NCELA assists states in implementing Title III of the No Child Left Behind Act of 2001, which outlines language instruction for limited English proficient and immigrant students, and helps states assist districts and schools in improving English language proficiency and academic achievement. NCELA Director Jack Levy says the clearinghouse focuses on program assessment, academic assessment of ELLs, accountability, professional development and curriculum support for teachers, and program administration.
“NCELA is representative of our commitment to meeting the needs of linguistically and culturally diverse students in this country,” says Graduate School of Education and Human Development Dean Mary H. Futrell.
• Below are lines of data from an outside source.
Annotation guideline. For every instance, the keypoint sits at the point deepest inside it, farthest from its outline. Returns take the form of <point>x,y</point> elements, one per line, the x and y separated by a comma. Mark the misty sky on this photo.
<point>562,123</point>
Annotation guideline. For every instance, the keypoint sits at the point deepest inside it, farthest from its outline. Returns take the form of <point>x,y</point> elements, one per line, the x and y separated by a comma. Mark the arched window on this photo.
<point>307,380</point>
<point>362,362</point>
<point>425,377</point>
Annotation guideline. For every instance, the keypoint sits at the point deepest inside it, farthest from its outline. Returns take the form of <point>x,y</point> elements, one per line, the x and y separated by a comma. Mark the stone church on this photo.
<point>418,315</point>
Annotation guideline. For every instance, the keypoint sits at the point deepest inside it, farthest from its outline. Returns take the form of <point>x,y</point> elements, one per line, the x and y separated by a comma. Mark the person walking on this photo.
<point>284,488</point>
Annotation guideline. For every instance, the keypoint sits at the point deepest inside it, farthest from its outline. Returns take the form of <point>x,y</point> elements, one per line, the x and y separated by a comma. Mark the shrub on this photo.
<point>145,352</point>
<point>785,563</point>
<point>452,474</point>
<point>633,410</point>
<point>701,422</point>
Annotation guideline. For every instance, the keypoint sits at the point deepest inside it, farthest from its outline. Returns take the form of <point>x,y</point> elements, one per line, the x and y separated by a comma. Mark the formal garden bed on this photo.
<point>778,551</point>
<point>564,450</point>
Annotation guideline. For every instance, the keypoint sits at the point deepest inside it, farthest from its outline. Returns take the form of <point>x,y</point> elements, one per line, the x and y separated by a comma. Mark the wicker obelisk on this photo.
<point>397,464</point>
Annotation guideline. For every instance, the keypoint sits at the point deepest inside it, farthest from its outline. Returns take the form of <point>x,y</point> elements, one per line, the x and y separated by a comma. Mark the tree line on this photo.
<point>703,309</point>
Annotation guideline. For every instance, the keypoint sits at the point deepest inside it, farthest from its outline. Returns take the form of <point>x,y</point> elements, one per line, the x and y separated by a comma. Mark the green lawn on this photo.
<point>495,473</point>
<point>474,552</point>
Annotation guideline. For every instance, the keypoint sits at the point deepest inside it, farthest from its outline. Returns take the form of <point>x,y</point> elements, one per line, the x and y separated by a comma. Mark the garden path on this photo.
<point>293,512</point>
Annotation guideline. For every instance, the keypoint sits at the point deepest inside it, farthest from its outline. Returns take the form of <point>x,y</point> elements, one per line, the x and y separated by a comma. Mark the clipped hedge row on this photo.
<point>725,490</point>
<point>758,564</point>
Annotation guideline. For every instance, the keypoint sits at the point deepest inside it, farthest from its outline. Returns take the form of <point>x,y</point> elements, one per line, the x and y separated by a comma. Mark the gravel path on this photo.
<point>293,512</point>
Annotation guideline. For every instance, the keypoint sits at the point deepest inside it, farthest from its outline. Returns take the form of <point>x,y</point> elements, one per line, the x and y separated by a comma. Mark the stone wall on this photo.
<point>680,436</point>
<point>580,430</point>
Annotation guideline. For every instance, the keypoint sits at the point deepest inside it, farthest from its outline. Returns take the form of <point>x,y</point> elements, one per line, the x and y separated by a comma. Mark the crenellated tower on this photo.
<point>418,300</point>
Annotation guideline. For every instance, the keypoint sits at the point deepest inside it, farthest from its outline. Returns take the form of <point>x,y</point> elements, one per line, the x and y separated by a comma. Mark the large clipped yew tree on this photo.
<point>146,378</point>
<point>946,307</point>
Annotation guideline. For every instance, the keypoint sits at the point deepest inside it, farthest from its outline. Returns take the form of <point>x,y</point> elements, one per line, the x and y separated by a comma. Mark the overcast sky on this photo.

The clearinghouse holds conferences, offers Webinars, and publishes a quarterly newsletter, as well as government reports. Its Web site contains more than 20,000 resource items for practitioners and parents, and NCELA staff monitor daily phone and e-mail inquiries. In December, Dr. Levy says NCELA will unveil a new, more interactive Web site that will allow state department of education officials to share and discuss English language learning information online.
“The clearinghouse is the premier resource on ELL education in the country,” says Dr. Levy. “People look to us as leaders in this subject.”
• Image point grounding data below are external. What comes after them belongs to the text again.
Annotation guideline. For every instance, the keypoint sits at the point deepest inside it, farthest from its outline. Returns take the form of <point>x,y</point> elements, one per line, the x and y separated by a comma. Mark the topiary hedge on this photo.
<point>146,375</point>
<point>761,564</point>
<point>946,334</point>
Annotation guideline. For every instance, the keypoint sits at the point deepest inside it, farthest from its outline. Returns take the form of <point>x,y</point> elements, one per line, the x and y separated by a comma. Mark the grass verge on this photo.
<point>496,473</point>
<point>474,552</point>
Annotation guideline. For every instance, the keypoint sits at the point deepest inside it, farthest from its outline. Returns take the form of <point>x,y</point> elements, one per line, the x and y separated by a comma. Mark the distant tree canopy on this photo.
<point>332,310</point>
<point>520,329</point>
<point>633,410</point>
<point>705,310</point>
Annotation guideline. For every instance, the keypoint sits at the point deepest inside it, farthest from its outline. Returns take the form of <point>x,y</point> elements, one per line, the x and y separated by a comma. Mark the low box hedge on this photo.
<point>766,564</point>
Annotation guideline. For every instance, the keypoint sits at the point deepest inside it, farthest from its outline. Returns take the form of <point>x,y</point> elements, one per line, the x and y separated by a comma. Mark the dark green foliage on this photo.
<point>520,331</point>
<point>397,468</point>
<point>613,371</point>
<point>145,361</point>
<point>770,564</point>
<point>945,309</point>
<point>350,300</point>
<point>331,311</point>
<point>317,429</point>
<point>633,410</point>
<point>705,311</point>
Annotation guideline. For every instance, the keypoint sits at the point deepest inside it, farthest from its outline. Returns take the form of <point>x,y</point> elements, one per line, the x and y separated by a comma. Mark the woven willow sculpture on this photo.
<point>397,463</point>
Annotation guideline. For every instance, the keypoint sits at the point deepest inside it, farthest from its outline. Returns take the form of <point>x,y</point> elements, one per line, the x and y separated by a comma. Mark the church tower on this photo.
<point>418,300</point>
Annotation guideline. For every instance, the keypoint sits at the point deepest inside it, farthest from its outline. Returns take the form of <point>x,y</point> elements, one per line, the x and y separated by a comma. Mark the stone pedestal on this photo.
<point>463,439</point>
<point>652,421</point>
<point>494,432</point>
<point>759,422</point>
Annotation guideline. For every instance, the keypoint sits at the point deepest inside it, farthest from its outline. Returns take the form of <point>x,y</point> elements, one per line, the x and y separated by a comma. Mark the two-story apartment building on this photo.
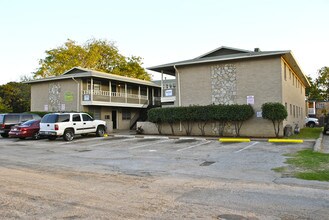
<point>117,99</point>
<point>235,76</point>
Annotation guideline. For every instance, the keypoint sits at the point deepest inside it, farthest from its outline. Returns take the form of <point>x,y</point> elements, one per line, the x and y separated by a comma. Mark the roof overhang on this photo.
<point>170,67</point>
<point>78,72</point>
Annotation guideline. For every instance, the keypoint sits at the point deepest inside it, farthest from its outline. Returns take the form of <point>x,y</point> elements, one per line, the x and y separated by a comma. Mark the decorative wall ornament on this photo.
<point>54,94</point>
<point>223,84</point>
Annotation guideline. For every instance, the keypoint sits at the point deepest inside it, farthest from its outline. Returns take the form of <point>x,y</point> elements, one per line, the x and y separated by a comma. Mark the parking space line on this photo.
<point>145,145</point>
<point>250,145</point>
<point>81,140</point>
<point>108,142</point>
<point>196,145</point>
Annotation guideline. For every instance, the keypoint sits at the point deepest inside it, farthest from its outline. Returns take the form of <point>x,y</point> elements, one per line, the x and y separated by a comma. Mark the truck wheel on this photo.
<point>52,138</point>
<point>311,124</point>
<point>36,136</point>
<point>4,135</point>
<point>68,135</point>
<point>100,131</point>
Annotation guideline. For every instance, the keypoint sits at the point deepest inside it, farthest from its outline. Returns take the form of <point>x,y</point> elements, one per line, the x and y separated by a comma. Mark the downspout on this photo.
<point>179,95</point>
<point>78,94</point>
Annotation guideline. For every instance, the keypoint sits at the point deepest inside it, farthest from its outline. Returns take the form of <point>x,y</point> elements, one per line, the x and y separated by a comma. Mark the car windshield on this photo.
<point>11,119</point>
<point>29,123</point>
<point>53,118</point>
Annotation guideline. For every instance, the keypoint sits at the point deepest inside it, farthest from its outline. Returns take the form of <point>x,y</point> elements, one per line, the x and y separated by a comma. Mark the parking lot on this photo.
<point>156,177</point>
<point>153,156</point>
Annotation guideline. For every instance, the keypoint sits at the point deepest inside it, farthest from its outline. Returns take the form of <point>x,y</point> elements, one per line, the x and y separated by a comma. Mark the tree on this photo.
<point>3,107</point>
<point>322,82</point>
<point>313,92</point>
<point>239,114</point>
<point>100,55</point>
<point>276,112</point>
<point>15,97</point>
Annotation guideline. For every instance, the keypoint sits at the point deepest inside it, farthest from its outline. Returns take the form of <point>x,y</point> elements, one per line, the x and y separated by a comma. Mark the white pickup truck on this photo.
<point>311,122</point>
<point>67,125</point>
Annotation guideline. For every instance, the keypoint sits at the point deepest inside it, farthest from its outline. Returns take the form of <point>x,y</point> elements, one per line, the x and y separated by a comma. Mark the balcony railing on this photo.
<point>117,97</point>
<point>311,111</point>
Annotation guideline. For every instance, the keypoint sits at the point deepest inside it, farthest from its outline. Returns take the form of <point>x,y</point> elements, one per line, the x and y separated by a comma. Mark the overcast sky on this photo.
<point>162,31</point>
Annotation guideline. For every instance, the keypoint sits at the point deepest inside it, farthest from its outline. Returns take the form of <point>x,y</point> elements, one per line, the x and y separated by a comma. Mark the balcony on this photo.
<point>118,99</point>
<point>311,111</point>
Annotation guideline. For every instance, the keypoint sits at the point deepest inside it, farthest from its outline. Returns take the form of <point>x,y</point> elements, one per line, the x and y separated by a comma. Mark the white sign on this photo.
<point>168,92</point>
<point>250,100</point>
<point>86,97</point>
<point>259,114</point>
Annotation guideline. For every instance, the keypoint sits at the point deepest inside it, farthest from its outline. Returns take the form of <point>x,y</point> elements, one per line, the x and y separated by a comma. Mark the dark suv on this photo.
<point>10,119</point>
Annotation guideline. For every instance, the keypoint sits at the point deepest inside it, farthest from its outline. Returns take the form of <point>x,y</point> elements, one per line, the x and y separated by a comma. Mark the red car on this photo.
<point>27,129</point>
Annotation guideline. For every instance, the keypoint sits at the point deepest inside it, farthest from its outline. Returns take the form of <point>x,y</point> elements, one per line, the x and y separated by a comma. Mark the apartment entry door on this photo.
<point>114,119</point>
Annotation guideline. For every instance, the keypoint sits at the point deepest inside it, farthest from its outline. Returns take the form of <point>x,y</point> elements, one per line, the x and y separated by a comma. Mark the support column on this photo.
<point>126,97</point>
<point>153,102</point>
<point>110,89</point>
<point>147,95</point>
<point>92,89</point>
<point>139,94</point>
<point>161,83</point>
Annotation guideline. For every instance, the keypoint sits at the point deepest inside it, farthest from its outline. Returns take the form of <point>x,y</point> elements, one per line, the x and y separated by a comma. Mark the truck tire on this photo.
<point>311,124</point>
<point>52,138</point>
<point>68,135</point>
<point>100,131</point>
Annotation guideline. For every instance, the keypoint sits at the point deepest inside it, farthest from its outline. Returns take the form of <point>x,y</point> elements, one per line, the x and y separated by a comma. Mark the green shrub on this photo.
<point>275,112</point>
<point>188,115</point>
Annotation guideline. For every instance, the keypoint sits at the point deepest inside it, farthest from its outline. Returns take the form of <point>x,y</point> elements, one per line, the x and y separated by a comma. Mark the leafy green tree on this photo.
<point>100,55</point>
<point>3,107</point>
<point>16,96</point>
<point>240,114</point>
<point>275,112</point>
<point>322,82</point>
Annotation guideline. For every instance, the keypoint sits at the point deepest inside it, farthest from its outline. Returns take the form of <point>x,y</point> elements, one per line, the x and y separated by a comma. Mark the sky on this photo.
<point>162,31</point>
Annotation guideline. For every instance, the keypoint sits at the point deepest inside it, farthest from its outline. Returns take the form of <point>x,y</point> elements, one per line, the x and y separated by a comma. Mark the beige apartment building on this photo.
<point>234,76</point>
<point>116,99</point>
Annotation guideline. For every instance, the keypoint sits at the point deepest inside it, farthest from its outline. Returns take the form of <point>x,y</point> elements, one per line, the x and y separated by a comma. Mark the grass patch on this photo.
<point>307,165</point>
<point>307,133</point>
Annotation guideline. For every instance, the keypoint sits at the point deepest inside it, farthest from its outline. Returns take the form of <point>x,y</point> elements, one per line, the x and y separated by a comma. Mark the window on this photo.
<point>63,118</point>
<point>76,117</point>
<point>26,117</point>
<point>285,71</point>
<point>296,81</point>
<point>97,85</point>
<point>126,115</point>
<point>86,117</point>
<point>11,119</point>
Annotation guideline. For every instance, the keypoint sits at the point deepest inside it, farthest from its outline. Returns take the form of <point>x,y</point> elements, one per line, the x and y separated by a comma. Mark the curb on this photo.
<point>318,147</point>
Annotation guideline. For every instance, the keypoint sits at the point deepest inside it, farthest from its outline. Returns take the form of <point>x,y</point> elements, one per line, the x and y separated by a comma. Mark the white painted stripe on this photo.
<point>145,145</point>
<point>194,146</point>
<point>80,140</point>
<point>107,142</point>
<point>238,151</point>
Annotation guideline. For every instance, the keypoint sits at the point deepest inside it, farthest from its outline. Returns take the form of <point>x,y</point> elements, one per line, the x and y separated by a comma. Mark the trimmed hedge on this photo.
<point>221,114</point>
<point>275,112</point>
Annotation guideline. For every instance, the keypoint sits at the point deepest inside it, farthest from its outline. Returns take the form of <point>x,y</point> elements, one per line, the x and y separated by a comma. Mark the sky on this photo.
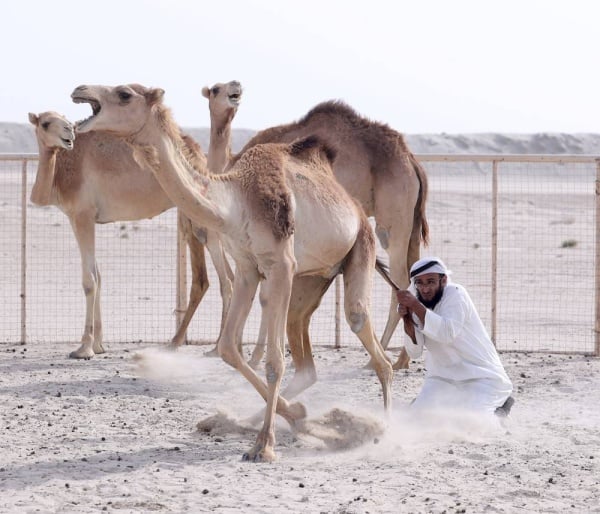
<point>421,66</point>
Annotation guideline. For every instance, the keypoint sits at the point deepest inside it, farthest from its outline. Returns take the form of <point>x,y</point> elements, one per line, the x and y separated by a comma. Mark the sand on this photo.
<point>121,432</point>
<point>117,435</point>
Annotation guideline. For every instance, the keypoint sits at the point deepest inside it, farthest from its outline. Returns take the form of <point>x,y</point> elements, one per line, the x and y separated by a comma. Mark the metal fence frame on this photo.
<point>494,159</point>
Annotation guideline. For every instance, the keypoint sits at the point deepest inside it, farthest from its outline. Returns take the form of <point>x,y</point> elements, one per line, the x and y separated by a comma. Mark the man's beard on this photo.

NCELA principal investigator Joel Gómez, Graduate School of Education and Human Development interim associate dean for research, has headed the clearinghouse since it was awarded to GW in 1988.
“In many states such as Texas and New Mexico and in many school districts like Arlington County, Va., ELLs make up the majority of students,” says Dr. Gómez. “The number of ELLs is growing so we need to prepare general education personnel to work with them. We also need to help state education departments with assessments so we can properly evaluate student language and academic competency and make sure students are doing better every year.”
To work with states on ELL assessments and standards, NCELA has teamed up with edCount LLC, a Washington, D.C.-based consulting firm that provides direct technical assistance and professional development services to education agencies and organizations. NCELA also partners with Barrera Associates Inc., a consulting firm with 19 years of experience in Latino, migrant, and bilingual education.
“We want English language learners to graduate from high school, go to college, and get good jobs,” says Dr. Levy. “We’ve seen from government research that school districts that excel in helping ELLs achieve high academic and language standards graduate more ELLs from high school.”